The underlying cause: every inter-agent handoff requires token-intensive context reconstruction.
The parent encodes its state into a prompt; the subagent re-processes the entire relevant context
from scratch. Multiplied across many agents and many calls, the token budget explodes.

Cursor's background agents add a different dimension: cloud environment reliability.
User-reported failures include Docker builds failing during apt-get update, git branch
push failures, connection dropouts that stall agents mid-task, and cloud environment
initialization errors. The compute is remote and shared, so failures that don't exist
locally appear at scale.

Where each system struggles

[Interactive chart — see original post]
The chart reflects the research above. Claude Code is strong on environment reliability
(local execution) but has no mechanism for context continuity or parallel conflict handling.
Cursor partially addresses parallelism through Git worktrees but has the opposite reliability
profile — cloud execution introduces environment failures. Devin avoids parallel agents
entirely and invests heavily in error recovery through its review agent, which is why
it scores high on those axes but zero on parallel conflict handling.

No system in the current survey scores well across all five dimensions.

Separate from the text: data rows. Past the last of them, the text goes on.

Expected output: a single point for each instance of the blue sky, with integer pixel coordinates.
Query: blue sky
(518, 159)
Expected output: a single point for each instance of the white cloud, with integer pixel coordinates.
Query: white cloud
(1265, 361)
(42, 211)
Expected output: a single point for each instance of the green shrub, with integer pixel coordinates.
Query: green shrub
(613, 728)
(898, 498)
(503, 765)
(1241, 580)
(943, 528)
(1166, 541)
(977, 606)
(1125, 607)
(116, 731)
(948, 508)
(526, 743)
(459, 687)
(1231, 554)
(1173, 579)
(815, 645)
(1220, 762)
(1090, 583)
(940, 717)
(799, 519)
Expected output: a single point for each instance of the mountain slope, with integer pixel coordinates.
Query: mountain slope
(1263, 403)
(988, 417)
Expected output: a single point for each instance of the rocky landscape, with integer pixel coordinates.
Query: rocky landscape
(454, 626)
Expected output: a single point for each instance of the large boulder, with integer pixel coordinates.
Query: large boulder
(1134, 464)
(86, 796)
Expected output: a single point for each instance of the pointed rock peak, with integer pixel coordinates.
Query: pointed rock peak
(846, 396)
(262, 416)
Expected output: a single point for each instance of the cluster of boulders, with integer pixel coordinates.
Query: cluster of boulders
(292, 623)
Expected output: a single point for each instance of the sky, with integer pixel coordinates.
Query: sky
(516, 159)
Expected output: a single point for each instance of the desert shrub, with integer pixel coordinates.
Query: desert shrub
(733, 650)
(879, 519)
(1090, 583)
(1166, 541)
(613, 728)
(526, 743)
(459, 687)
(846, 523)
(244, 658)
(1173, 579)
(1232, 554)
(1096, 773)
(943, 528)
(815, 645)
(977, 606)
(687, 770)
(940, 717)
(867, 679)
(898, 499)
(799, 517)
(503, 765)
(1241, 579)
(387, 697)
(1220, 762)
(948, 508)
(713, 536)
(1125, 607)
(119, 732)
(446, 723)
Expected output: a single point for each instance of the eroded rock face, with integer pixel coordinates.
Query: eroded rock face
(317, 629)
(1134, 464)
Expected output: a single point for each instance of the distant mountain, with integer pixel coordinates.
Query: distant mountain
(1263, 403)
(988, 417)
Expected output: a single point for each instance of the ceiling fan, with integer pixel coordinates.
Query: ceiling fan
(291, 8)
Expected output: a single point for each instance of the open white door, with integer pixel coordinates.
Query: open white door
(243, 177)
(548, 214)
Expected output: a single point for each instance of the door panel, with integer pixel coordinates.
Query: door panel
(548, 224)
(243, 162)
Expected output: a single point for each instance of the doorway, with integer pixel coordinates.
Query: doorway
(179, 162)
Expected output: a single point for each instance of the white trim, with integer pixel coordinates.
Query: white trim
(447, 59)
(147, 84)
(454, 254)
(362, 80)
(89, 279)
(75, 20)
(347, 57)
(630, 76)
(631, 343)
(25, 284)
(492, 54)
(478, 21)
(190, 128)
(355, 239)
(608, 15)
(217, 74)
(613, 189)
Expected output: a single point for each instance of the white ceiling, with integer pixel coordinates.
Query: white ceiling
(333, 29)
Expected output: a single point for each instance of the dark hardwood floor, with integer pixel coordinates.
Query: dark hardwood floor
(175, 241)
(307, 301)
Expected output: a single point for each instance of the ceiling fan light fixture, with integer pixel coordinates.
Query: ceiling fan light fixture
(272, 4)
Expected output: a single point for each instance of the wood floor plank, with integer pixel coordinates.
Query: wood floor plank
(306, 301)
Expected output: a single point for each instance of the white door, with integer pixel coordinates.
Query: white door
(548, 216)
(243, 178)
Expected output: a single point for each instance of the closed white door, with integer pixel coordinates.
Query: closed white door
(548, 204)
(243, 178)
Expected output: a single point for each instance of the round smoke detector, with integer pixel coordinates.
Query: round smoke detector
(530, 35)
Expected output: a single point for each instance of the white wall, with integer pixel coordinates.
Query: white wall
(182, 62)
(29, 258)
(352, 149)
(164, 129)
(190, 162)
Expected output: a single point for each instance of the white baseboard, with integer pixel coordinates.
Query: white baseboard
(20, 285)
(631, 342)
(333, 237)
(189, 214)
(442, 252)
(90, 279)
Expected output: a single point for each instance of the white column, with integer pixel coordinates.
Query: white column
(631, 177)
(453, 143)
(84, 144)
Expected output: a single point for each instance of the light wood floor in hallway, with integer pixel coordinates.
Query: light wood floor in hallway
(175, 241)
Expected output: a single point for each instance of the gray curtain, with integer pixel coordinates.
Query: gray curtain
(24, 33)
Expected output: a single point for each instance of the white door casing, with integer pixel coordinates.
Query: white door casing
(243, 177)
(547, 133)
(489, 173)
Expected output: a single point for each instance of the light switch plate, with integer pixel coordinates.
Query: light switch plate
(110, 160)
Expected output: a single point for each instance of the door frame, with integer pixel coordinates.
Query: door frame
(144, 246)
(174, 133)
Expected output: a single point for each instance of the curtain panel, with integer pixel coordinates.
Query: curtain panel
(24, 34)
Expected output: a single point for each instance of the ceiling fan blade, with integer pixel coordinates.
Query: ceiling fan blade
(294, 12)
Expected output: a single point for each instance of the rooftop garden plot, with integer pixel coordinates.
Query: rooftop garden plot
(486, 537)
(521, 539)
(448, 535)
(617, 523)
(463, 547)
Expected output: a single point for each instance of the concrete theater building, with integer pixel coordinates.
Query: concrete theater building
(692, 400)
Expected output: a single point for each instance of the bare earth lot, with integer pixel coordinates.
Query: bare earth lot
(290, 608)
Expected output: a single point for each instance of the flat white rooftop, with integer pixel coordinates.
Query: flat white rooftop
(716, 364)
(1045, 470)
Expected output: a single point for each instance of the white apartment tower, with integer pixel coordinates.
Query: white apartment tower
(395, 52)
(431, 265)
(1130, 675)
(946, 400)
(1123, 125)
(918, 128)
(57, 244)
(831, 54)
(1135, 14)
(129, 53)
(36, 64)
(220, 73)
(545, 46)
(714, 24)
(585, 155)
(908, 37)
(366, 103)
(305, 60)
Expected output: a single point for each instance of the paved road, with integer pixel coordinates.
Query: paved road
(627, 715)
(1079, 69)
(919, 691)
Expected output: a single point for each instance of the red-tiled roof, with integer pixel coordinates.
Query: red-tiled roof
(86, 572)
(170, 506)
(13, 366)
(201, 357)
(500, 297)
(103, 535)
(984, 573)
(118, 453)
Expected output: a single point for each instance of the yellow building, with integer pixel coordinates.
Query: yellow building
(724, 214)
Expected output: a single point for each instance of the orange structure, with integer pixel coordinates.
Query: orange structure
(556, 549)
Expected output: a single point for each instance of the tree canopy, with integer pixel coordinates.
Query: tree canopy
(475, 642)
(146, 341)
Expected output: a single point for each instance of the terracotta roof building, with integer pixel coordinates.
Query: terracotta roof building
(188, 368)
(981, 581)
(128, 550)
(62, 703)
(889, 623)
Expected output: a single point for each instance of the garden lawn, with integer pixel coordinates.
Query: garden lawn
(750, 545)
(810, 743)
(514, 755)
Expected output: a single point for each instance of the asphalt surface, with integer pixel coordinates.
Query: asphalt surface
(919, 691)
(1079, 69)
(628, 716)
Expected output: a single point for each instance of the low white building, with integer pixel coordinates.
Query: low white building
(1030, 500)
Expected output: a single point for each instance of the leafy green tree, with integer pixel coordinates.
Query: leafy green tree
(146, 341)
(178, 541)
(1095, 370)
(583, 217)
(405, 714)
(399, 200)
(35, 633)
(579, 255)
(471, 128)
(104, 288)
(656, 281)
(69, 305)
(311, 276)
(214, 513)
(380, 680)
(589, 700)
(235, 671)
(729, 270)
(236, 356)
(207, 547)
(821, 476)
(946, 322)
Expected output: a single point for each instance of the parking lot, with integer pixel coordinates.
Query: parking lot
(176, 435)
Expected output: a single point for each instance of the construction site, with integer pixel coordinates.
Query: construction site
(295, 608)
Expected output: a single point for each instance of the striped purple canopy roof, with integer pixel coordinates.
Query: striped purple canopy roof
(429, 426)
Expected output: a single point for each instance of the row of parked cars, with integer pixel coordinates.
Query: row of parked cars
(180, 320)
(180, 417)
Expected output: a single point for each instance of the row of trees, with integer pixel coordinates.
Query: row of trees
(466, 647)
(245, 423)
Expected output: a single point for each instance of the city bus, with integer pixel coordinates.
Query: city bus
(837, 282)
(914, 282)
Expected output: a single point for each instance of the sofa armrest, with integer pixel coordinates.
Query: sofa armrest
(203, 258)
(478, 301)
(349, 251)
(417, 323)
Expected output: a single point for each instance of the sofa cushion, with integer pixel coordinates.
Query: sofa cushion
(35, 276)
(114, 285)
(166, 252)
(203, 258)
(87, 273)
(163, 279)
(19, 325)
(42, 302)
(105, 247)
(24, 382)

Context continuity
is the universal weak spot.

Why better models don't fix this

The 2026 AI Agent Report
is direct:

"Most multi-agent failures aren't caused by weak models — they're caused by weak
reasoning architecture. Orchestrating multiple agents with divergent goals, conflicting
information, and cascading failures requires architectural discipline."

Code quality compounds the issue. A January 2026 Stack Overflow Blog analysis
found that AI-generated code includes bugs at 1.5–2x the rate of human-written code when
supervision gaps exist, with 3x the readability issues. Multi-agent workflows create
supervision gaps by design — no single reviewer sees the whole picture.

The integration layer is where failures originate: how agents hand off state, coordinate
writes, report progress, and signal when they're stuck. Models are getting better;
orchestration architecture largely isn't.

What the research says works

The GitHub Blog identifies several patterns that prevent the most common failures:

Typed schemas for inter-agent messages. Without explicit contracts between agents,
every handoff is a natural language interpretation problem. Typed schemas eliminate a
class of coordination errors before they happen.

Explicit handoff contracts. The orchestrator maintains state; workers are stateless
and only know what the orchestrator tells them per-invocation. This is the "Main Agent
as Project Manager" pattern formalized. It's more overhead to design but dramatically
reduces inter-agent confusion.

Budget meters and permission gates. Catching runaway token consumption before it
becomes a $90,000 surprise requires active monitoring. Permission gates before
destructive or expensive operations give the system a chance to pause.

Observable task state. When agents can report their current status to a shared
registry — not just to their own context — the orchestrator and user can see what's
happening and intervene. This is the problem the
task registry design addresses.

Checkpointing over re-discovery. Explicit handoff documents (a structured summary
of what's been done, what constraints apply, what decisions have been made) reduce
context amnesia. The cost of writing a handoff document is cheaper than the cost of
a subagent re-exploring the same territory.